Perhaps the exploits of a historian and a gallery owner may not seem particularly exciting subject matter for a fantasy novel (unless the protagonists are turned into unstoppable action heroes - which, thankfully, the Shrieks are not; indeed, Vandermeer probably spends more time describing academic debates than Duncan's underground adventures). Scratch the surface, however, and Shriek proves vital and compelling because (just as in the best epic fantasy yarns) the fate of the world - or, more accurately, how its inhabitants see their world - is at stake. Yes, this sounds melodramatic, but consider: there's an alien people living under the city, and it makes a difference to the Ambergrisians whether that people are (in effect) harmless animals or a deadly threat with unknowable intent. There are interesting parallels with our own world, particularly in the way we rely on other people's interpretations to construct our reality (for history books, substitute television, newspapers or the Internet); and the way we try to find meaning in tragic events (the Ambergrisians would rather think of an event like the Silence as their own fault than as an accidental by-product of the gray caps' activities).
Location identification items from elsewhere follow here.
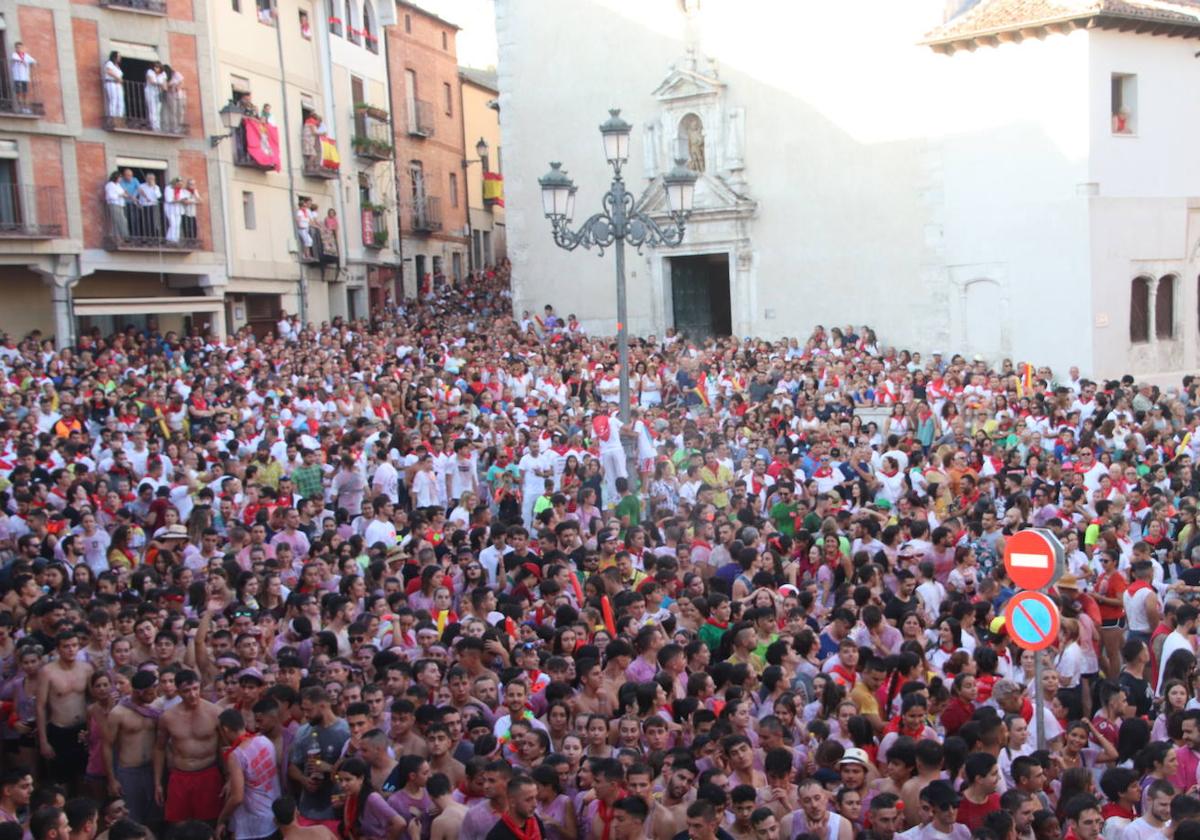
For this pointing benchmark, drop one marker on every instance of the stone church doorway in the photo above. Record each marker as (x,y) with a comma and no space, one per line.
(700,295)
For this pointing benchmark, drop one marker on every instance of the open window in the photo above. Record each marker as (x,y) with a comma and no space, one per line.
(1125,103)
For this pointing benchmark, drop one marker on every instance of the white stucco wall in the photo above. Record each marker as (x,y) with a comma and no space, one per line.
(917,192)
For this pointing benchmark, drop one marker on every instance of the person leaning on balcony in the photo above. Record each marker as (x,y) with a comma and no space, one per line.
(303,228)
(173,208)
(114,205)
(156,79)
(149,195)
(191,203)
(22,65)
(174,100)
(114,87)
(130,184)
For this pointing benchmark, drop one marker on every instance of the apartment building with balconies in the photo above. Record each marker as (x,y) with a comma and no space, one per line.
(87,90)
(355,65)
(280,156)
(430,151)
(484,173)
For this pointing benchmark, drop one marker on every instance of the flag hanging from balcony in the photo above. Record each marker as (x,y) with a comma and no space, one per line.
(329,156)
(493,189)
(262,142)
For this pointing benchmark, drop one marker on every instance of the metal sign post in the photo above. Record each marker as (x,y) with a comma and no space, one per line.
(1038,701)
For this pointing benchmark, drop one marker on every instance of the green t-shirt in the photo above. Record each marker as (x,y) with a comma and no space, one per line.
(631,507)
(784,516)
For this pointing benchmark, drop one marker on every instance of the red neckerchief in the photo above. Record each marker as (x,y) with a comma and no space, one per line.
(351,815)
(237,742)
(849,676)
(1115,810)
(531,831)
(606,813)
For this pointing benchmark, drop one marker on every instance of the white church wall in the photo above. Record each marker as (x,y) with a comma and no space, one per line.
(1015,172)
(889,181)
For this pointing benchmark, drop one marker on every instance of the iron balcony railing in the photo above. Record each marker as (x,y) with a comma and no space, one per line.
(22,99)
(29,211)
(372,139)
(132,227)
(144,108)
(144,6)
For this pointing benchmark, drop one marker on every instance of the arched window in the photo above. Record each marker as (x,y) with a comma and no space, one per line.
(352,23)
(336,24)
(1139,310)
(1164,307)
(370,31)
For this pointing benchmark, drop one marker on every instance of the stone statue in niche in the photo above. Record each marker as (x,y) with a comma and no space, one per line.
(691,136)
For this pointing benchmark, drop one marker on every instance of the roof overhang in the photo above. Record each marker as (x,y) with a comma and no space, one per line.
(1061,25)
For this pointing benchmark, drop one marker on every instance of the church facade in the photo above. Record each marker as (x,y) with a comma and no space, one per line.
(1005,178)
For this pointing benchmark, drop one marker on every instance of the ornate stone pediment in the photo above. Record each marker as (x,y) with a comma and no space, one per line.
(713,196)
(688,85)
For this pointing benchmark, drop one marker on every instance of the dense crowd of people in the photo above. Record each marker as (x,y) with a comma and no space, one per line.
(418,577)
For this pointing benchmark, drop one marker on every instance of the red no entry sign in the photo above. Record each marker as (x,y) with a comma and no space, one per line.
(1033,558)
(1032,621)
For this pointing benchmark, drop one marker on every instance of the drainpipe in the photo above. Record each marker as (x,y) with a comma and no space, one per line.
(303,281)
(466,174)
(397,293)
(327,66)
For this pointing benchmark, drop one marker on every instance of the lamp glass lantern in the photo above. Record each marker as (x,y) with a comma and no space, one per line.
(557,192)
(681,186)
(616,133)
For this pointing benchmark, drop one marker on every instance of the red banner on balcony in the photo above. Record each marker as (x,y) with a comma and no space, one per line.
(493,189)
(262,142)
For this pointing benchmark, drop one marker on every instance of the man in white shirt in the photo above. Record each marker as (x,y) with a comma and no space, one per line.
(148,197)
(21,66)
(1181,637)
(534,471)
(381,528)
(114,203)
(1152,823)
(385,480)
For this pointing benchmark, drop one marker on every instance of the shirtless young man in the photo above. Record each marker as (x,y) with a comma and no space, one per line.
(285,811)
(449,813)
(679,793)
(190,730)
(815,816)
(129,749)
(592,697)
(61,709)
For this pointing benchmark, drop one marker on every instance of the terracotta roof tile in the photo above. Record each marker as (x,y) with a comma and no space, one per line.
(996,16)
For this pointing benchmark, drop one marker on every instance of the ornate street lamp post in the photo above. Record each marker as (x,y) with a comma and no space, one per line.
(618,222)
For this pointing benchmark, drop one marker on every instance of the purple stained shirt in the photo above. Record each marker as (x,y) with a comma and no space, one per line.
(640,671)
(377,816)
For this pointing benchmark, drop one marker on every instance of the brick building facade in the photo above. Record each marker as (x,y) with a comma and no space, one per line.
(430,153)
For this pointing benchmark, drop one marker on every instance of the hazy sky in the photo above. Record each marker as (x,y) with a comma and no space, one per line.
(477,41)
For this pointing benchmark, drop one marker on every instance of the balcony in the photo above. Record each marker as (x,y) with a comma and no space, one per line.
(375,227)
(30,211)
(141,6)
(22,99)
(420,119)
(318,154)
(426,214)
(372,139)
(137,228)
(313,167)
(138,108)
(265,156)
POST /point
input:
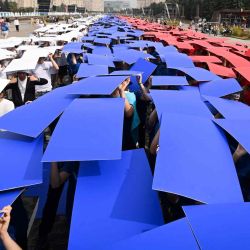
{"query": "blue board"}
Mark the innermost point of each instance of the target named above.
(194, 161)
(217, 227)
(238, 129)
(24, 120)
(100, 60)
(230, 109)
(101, 85)
(220, 87)
(126, 73)
(8, 197)
(86, 70)
(169, 81)
(102, 40)
(102, 50)
(117, 199)
(84, 131)
(176, 235)
(21, 161)
(181, 102)
(143, 66)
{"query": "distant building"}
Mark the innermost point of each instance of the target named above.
(232, 17)
(71, 5)
(114, 6)
(25, 3)
(145, 3)
(94, 5)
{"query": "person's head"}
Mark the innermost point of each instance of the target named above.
(41, 60)
(22, 75)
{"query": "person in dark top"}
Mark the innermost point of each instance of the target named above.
(23, 88)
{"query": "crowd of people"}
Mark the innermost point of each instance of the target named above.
(52, 49)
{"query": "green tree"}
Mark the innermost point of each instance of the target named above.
(13, 7)
(6, 6)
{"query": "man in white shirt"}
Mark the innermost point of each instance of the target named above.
(44, 69)
(5, 105)
(16, 23)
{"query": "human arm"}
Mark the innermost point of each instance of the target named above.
(129, 109)
(7, 241)
(54, 64)
(11, 84)
(144, 92)
(155, 143)
(38, 81)
(240, 151)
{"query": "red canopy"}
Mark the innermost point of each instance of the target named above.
(221, 70)
(206, 59)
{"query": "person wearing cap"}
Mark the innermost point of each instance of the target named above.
(5, 29)
(5, 105)
(74, 62)
(16, 23)
(23, 88)
(8, 242)
(131, 118)
(44, 69)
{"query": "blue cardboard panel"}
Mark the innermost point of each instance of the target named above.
(169, 81)
(117, 199)
(136, 201)
(230, 109)
(175, 60)
(160, 238)
(101, 85)
(21, 158)
(79, 137)
(41, 191)
(198, 74)
(222, 226)
(102, 233)
(194, 161)
(88, 38)
(101, 50)
(8, 197)
(23, 120)
(86, 70)
(118, 189)
(100, 60)
(144, 66)
(102, 40)
(219, 88)
(126, 73)
(238, 129)
(181, 102)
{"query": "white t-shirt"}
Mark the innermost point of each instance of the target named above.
(16, 22)
(22, 86)
(5, 106)
(44, 71)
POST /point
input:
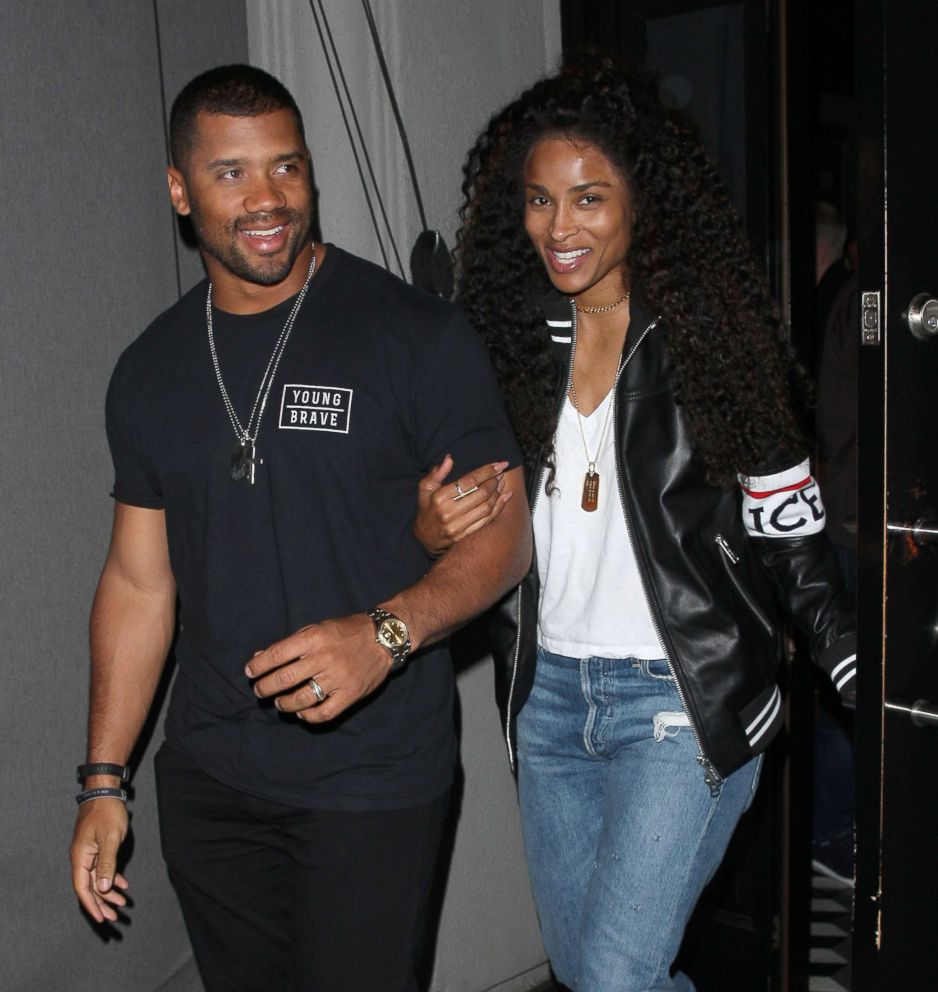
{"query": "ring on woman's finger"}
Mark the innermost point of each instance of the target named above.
(317, 688)
(462, 493)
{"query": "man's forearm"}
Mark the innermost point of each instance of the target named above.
(131, 632)
(472, 575)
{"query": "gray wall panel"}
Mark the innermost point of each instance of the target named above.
(87, 262)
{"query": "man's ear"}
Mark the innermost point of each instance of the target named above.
(178, 194)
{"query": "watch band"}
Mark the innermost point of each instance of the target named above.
(103, 768)
(399, 651)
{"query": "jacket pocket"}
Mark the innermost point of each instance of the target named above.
(730, 562)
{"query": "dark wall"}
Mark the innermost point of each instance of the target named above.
(89, 258)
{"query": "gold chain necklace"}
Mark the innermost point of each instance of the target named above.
(605, 308)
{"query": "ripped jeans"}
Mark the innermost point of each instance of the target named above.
(620, 830)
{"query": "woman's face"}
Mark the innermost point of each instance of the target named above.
(578, 215)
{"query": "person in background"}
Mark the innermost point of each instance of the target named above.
(650, 382)
(835, 424)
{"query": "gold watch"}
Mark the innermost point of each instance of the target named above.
(392, 634)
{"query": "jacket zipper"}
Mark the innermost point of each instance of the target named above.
(730, 560)
(712, 777)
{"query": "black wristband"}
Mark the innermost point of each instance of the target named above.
(103, 768)
(89, 794)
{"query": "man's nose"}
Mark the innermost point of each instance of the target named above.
(264, 196)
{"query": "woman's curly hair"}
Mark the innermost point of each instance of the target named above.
(688, 261)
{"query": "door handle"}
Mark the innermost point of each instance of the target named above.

There's more: Vandermeer presents the very act of writing as a pursuit that, in its own way, is as dangerous and bewildering and meddling with magic could ever be. Duncan observes that "too many words can be a trap," and there are traps aplenty in Shriek, such as tales of the editor Sirin publishing fiction as non-fiction and vice versa, or Mary quoting Duncan's writings out of context in her afterword. We come to realize that the distance between what actually happened and the account in the text we have may be even greater than we thought. But there's a problem: instead of the tingle of imagination at the prospect of working out where the discrepancies might lie, one feels almost overwhelmed at the sheer number of possibilities. And, since it's hard to know where to even begin disentangling it all, one may as well take the book at face value. So that's something of a missed opportunity, but there is still much to think about in Shriek, and it's most welcome.

There is also, however, much to enjoy. Vandermeer gives us some beautiful passages and turns of phrase, and some funny ones, too (a marvellous rant from a publisher against Duncan springs immediately to mind). His characters are interesting, particularly the two Shriek siblings (it's a shame that Janice can be such a pain, but never mind). And there are some wonderful flights of imagination: Ambergris, a city that hums and sings like a real place despite (or perhaps because of) being stitched together from elements of disparate time periods, would be fascinating in its own right. But add to that phenomena like the Shift, when reality itself becomes fluid; or the gray caps' mysterious part-mechanical, part-organic contraption whose function Duncan can only guess at; and you have something rather special.

However, Shriek falls at the very last hurdle, and for a most unusual reason. For its ultimate effect, the novel relies on the reader disbelieving the fantasy to an extent; but Vandermeer has imagined it so completely that this is pretty much an impossible task (or so I found). Still, we should not let this sully the fine novel Jeff Vandermeer has produced. If you've never visited Ambergris before, you'll find Shriek to be a superb introduction; if you have, it's a return trip you should not miss.